The court heard Thornton is currently undergoing intensive treatment for mental health problems, which the court heard have been diagnosed as a mild form of schizophrenia.

Barnaby Shaw, defending, said since Thornton’s arrest he has spent most of his time in hospital.

Mr Shaw urged Judge Roger Hetherington not to send him to prison because he would not get the same treatment.

Judge Hetherington called Thornton’s record ‘appalling’ but agreed he would be better off in hospital than in prison having served the equivalent of a 10-month sentence already. He was detained in hospital under Section 37 of the Mental Health Act.

One of the burglary victims spoke of losing jewellery and a laptop containing the only video of her late husband.

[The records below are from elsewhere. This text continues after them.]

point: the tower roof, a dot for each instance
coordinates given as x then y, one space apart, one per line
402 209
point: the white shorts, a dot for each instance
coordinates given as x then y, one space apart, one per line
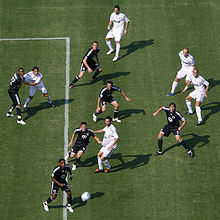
115 34
40 87
185 71
197 95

She said: ‘My husband died on Christmas Day and this was very close to Christmas.

‘It’s a bad time of year for us anyway, and it just highlighted the fact that he wasn’t here anymore and everything he’d bought me, jewellery-wise, had gone.

‘Hide your jewellery in strange places. Make sure anything is always backed up on any electronic device.’

She added: ‘The house was locked and secure, but just be very vigilant about what’s on show.’